台所の流しから外を指さしながら、ミセス・リカルドは、庭でクーガー(アメリカ・ライオン)を見たときのことを興奮気味に話してくれた。

「リビングルームの窓からこっちをじーっとのぞき込んで、プイって感じで行っちゃったわ」

リカルドさんの庭には、他にもいろんな動物が来る。裏庭にはあちこちに鹿のフンが落ちているし、ついこの間は外のゴミ箱をクマがあさりにきたらしく、裏山の中腹までひきずり上げられていたというプラスチックのバケツは、するどいツメで穴だらけになっていた。
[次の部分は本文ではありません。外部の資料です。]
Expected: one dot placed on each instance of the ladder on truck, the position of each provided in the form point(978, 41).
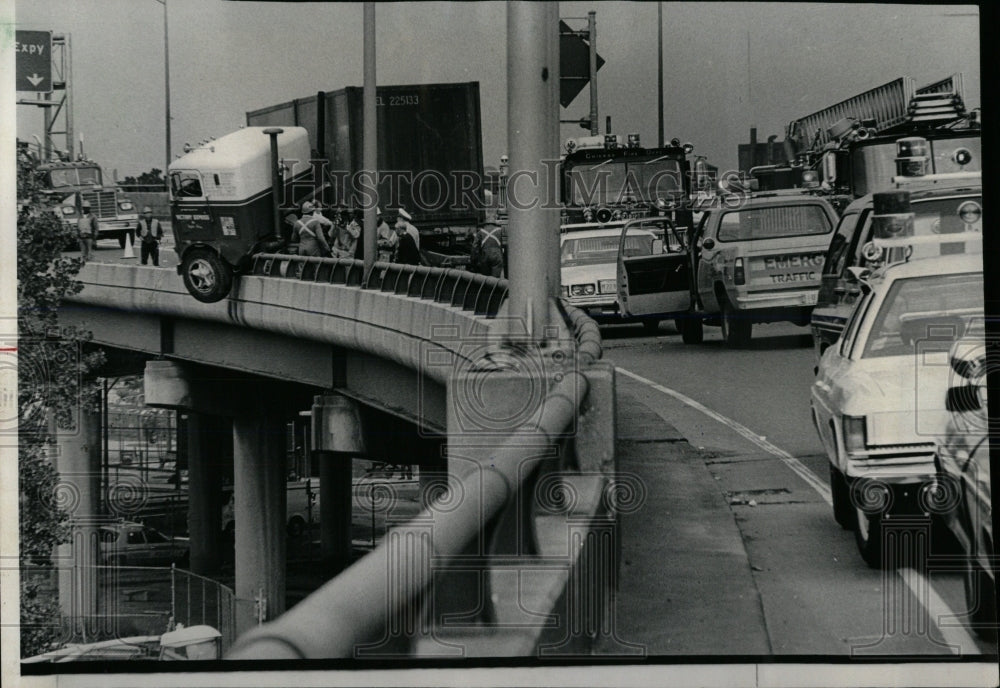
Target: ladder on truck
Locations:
point(879, 109)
リカルドさんは私が以前アメリカに留学していた時にお世話になったホストファミリーだ。ご主人は元大学教授。数年前に退職し、今は奥さんと二人で悠々自適の毎日だ。

「アイダホの山奥に別荘があるから是非一度遊びにいらっしゃい」とずっと前からお誘いを受けていたのだが、この夏休みに夫と麻里恵と3人で西部に旅行した折に、10年越しの念願がようやくかなっておじゃますることができた。

「せっかく西部に来るのなら、イエローストーンにも足を伸ばすといい。イエローストーンまで来ればうちのキャビンまでたった1日のドライブだよ」

リカルドさんにそう言われて私たちはすっかりその気になったのだが、アメリカ人にとって、この「たった1日」の距離が約800キロもあるということを、私たちは旅に出かけたあとで知った。「ハイウエーからすぐ」というのも、実はハイウエーを降りてから4時間もかかる山道ドライブ。ようやく日が暮れかけたころにヘトヘトになってリカルドさんのキャビンにたどりついた。

うっそうとした針葉樹の森がリカルドさんの地所。隣の家は山一つ向こうという広さに、私たちは気が遠くなる。

しかも、二階建ての大きな山荘を、リカルドさんは自分たちで建てたそうだ。プロの大工さんに一部手伝ってもらったものの、基本的には家族総出でひと夏かかって建てたという。建設中はキャンピングカーで寝泊りし、4人の娘とそのお婿さんも応援にかけつけての大プロジェクトだったそうだ。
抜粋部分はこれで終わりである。